Football Against Racism in Europe (FARE) said it had designated the match as “high risk” prior to it taking place, and called for UEFA to act decisively.
“We commend the reaction of the England players involved, no human being should have to face abuse and vilification for their race or identity, something that many Montenegrins will understand from the divisive and bloody recent history of the Balkans,” FARE said in a statement.
“We hope that UEFA will act decisively, the sanctions that could be applied for an offence of this kind range from a partial stadium closure to full stadium closure.”
The statement added: “The challenge of tackling racism and other forms of discrimination in European football however remains an ongoing issue. The societal change and education that is the ultimate solution is slow to take place.
“Even in the countries of Western Europe where there has been investment and focus on these issues discrimination remains a stain on football.”
Labour Party leader Jeremy Corbyn called the abuse “disgusting” in a tweet, while his deputy Tom Watson was critical of UEFA.
“The appalling racial abuse directed at England footballers in Montenegro cannot be allowed to continue,” Watson wrote in a tweet.
“For far too long UEFA has obfuscated its responsibilities. Officials must heed the significant words of Raheem Sterling and impose a full stadium ban.”
Gareth Southgate underlined the need for education when tackling the kind of racism endured by England’s players on a night of shame in Montenegro.

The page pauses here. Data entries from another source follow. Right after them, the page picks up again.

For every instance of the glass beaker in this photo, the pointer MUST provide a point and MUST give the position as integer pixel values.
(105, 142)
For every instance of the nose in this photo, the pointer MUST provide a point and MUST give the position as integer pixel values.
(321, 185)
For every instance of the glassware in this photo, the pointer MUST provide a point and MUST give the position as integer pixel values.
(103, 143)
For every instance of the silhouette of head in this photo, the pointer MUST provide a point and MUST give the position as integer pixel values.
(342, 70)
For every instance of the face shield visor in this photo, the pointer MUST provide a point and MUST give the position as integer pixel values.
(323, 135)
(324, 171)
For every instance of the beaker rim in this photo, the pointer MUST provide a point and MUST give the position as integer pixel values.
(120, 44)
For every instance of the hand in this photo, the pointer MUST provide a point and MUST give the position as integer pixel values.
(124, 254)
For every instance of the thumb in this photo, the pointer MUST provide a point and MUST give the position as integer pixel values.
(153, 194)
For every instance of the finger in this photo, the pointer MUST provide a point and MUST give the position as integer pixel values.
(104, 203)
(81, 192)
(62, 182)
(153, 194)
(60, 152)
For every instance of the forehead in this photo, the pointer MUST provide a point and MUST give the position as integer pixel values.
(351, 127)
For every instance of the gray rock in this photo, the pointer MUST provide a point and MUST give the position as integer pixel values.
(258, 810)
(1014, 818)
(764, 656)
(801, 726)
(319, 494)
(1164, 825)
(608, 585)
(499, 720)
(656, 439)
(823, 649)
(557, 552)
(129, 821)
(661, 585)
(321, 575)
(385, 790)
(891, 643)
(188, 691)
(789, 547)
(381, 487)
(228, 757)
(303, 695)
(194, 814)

Ross Barkley’s brace was complemented by goals from Michael Keane, Harry Kane and Raheem Sterling as the Three Lions overcame the hosts’ early opener to seal an impressive 5-1 win.
But there was barely any talk about the football after Monday night’s Euro 2020 qualifier as the Group A clash in Podgorica was marred by racism.

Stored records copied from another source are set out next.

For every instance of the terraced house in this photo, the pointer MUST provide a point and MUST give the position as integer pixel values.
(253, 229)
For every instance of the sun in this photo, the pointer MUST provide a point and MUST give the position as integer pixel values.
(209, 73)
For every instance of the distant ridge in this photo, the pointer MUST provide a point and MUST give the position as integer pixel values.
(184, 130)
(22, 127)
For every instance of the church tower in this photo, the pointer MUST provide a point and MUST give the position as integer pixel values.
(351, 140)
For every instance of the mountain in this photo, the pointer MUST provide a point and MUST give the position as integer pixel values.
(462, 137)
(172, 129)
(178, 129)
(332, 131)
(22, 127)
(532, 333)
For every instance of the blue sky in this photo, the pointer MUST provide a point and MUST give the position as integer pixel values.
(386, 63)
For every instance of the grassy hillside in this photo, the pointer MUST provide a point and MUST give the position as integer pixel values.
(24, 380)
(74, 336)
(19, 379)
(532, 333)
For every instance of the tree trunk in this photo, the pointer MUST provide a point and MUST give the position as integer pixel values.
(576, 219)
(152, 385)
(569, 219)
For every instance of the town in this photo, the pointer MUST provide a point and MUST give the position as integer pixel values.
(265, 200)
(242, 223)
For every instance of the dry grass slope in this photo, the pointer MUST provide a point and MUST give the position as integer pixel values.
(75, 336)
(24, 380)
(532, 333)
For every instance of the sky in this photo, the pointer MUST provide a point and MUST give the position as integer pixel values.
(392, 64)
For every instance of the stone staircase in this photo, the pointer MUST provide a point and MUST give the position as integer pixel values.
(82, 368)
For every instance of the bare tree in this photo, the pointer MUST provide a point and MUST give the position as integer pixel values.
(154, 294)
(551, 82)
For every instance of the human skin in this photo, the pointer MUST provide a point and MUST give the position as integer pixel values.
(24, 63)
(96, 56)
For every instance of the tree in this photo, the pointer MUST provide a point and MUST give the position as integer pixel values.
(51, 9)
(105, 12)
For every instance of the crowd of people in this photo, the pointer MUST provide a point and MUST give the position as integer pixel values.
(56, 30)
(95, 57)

Danny Rose and Callum Hudson-Odoi were subjected to monkey chants in the first half, with Sterling celebrating the fifth goal by pulling his ears as a sign of defiance to what he later called on social media “racists”.

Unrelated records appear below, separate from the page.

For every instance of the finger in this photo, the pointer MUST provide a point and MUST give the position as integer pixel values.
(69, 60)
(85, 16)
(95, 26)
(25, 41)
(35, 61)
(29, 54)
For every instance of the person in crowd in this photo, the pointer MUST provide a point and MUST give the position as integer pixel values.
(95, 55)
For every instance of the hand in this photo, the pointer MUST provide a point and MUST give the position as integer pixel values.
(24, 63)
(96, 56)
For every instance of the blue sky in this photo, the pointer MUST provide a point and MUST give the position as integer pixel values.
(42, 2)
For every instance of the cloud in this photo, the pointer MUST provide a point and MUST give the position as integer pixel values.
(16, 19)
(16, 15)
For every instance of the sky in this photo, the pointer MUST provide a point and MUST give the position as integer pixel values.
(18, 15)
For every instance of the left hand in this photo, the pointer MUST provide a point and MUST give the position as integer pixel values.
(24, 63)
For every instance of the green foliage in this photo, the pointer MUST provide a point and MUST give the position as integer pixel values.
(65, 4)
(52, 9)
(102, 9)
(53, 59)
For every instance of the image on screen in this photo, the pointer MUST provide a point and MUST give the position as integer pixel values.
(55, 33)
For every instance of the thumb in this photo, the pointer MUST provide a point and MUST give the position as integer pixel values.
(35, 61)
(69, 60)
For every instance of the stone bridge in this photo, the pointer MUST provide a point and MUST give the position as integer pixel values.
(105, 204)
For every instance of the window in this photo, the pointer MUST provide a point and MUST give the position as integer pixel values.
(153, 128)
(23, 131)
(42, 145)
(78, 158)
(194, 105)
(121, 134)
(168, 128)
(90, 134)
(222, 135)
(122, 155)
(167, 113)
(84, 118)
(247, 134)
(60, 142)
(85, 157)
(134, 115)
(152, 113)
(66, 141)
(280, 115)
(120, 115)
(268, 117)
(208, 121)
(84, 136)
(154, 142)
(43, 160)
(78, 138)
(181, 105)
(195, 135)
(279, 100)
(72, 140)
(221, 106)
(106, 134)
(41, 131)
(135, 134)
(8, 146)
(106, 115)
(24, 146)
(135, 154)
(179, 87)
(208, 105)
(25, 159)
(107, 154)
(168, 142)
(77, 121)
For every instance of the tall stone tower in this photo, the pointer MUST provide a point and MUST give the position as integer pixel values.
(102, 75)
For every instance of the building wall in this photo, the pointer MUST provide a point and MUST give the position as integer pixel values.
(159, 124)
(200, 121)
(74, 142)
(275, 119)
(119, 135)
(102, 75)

Rose was abused again towards the end of the match and UEFA is now set to launch an investigation into the abuse.
An emotional Southgate struggled to gather his thoughts after the game and did not want to be drawn into sanctions, instead pointing to education when he was told that Montenegro boss Ljubisa Tumbakovic claimed not to have heard anything.
“I don’t think I need to comment on what was said,” England boss Southgate said. “It was clear to everybody that there were comments made.
“Reflecting on sanctions, sanctions are only of any use if they lead to education.
“Sanctions are worthless if there is nothing alongside that to help educate people.
“My kids don’t think for one minute about where people are born, what language they speak, what colour they are.”
He said: “There’s an innocence about young people that is only influenced by older people. So, we have to make sure that the education is right for everybody.
“In our country, (it’s) the same. I’ve said this before, I’m not sitting here just criticising what’s happened tonight because in our country we have the same issue. We’re not free of it.
“You can sanction clubs (or countries), but frankly that’s not going to stop one or two people who are of a mindset from doing what they want to do.
“So, we have to make sure that we educate young people because we have a better chance with young people and then we’ve got to lead that as far and as wide as we possibly can.”